Suppose I have a statistical model with parameters $\boldsymbol{\theta}=\{\theta_1,\theta_2,\dots,\theta_n\}$ of which only a single parameter, say $\theta_1$, is of interest to me. Suppose also that I can write down the full likelihood function for the model $\mathcal{L(\boldsymbol{\theta};\mathbf{x})}$.
Using the method of maximum likelihood I can estimate $\theta_1$ by maximising $\mathcal{L(\boldsymbol{\theta};\mathbf{x})}$ with respect to $\boldsymbol{\theta}$ to obtain $\hat{\boldsymbol{\theta}}$ and retrieving $\hat{\theta}_1 \in \hat{\boldsymbol{\theta}}$.

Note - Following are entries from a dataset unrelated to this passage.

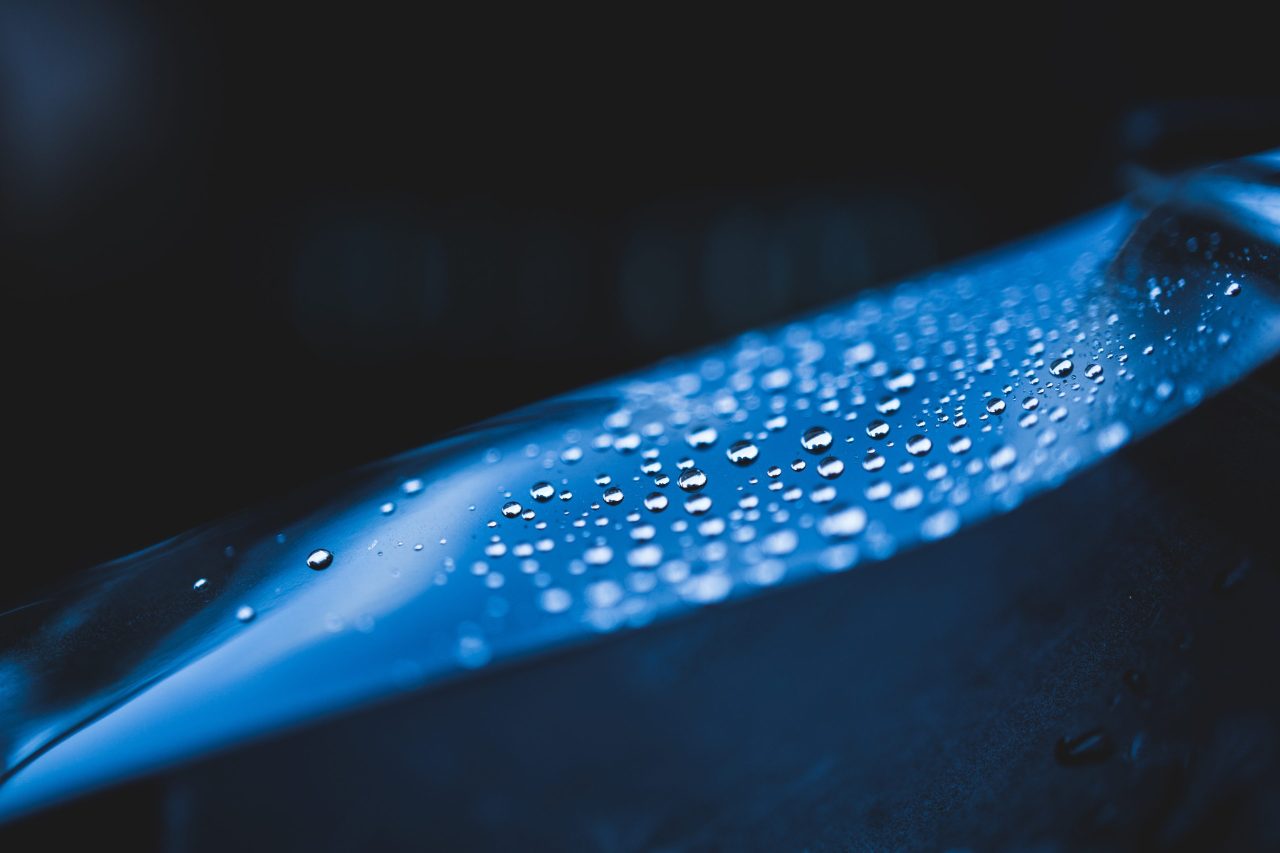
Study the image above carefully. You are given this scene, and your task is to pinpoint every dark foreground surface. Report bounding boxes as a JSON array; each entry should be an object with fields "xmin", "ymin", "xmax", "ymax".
[{"xmin": 10, "ymin": 364, "xmax": 1280, "ymax": 850}]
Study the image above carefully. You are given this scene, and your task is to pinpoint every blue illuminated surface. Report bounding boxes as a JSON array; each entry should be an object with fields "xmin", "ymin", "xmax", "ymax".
[{"xmin": 0, "ymin": 156, "xmax": 1280, "ymax": 817}]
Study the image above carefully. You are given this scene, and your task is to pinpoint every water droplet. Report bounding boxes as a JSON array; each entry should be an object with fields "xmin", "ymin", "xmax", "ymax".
[
  {"xmin": 685, "ymin": 494, "xmax": 712, "ymax": 515},
  {"xmin": 906, "ymin": 435, "xmax": 933, "ymax": 456},
  {"xmin": 987, "ymin": 444, "xmax": 1018, "ymax": 471},
  {"xmin": 676, "ymin": 467, "xmax": 707, "ymax": 492},
  {"xmin": 760, "ymin": 528, "xmax": 800, "ymax": 557},
  {"xmin": 644, "ymin": 492, "xmax": 667, "ymax": 512},
  {"xmin": 876, "ymin": 396, "xmax": 902, "ymax": 415},
  {"xmin": 920, "ymin": 508, "xmax": 960, "ymax": 539},
  {"xmin": 538, "ymin": 587, "xmax": 573, "ymax": 613},
  {"xmin": 884, "ymin": 370, "xmax": 915, "ymax": 391},
  {"xmin": 818, "ymin": 456, "xmax": 845, "ymax": 480},
  {"xmin": 685, "ymin": 427, "xmax": 719, "ymax": 450},
  {"xmin": 818, "ymin": 506, "xmax": 867, "ymax": 538},
  {"xmin": 307, "ymin": 548, "xmax": 333, "ymax": 571},
  {"xmin": 867, "ymin": 420, "xmax": 888, "ymax": 439},
  {"xmin": 1053, "ymin": 729, "xmax": 1115, "ymax": 767},
  {"xmin": 800, "ymin": 427, "xmax": 831, "ymax": 453},
  {"xmin": 724, "ymin": 441, "xmax": 760, "ymax": 465},
  {"xmin": 890, "ymin": 485, "xmax": 924, "ymax": 510},
  {"xmin": 1098, "ymin": 421, "xmax": 1129, "ymax": 453}
]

Alternatively I can maximise the marginal likelihood $\mathcal{L(\theta_1;\mathbf{x})} = \idotsint \mathcal{L(\boldsymbol{\theta};\mathbf{x})} \,d\theta_2 \dots d\theta_n$ which is calculated by integrating over all possible values of $\{\theta_2,\dots,\theta_n\}$.
Under what circumstances (if any) is the latter approach preferable, bearing in mind that I am only interested in the value of $\theta_1$?
Best Answer
The usual way of doing likelihood inference on a parameter of interest in the presence of nuisance parameters consists of using the Profile Likelihood function (see this link). In your context, the profile likelihood is:
$$\mathcal{L}_P(\theta_1;\mathbf{x}) = \max_{\theta_2,\dots,\theta_n} \mathcal{L(\boldsymbol{\theta};\mathbf{x})}.$$
The object of interest is the normalized profile likelihood, which is nothing but
$$R_P(\theta_1, {\bf x}) = \frac{\mathcal{L}_P(\theta_1;\mathbf{x})}{\mathcal{L(\boldsymbol{\widehat{\theta}};\mathbf{x})}}.$$
This function can be used to construct confidence intervals on the parameter of interest. A thorough study of the profile likelihood can be found in:
In some cases, some people assign a distribution to the "nuisance parameters" ($\theta_2,\dots,\theta_n$, in your case) and integrate them out. This is hybrid between Bayesian and Classical inference, and it is called the integrated likelihood. However, this requires assuming a distribution on the nuisance parameters in order to guarantee that the integral is finite. See:
Note that, if you do not assign a proper distribution on the nuisance parameters, there is no guarantee that the marginal/integrated likelihood function is finite. Using a distribution $\pi(\theta_2, \dots, \theta_n)$ guarantees that
$\mathcal{L(\theta_1;\mathbf{x})} = \idotsint \mathcal{L(\boldsymbol{\theta};\mathbf{x})} \pi(\theta_2, \dots, \theta_n) \,d\theta_2 \dots d\theta_n < \infty,$
by the Bayes theorem (for regular models).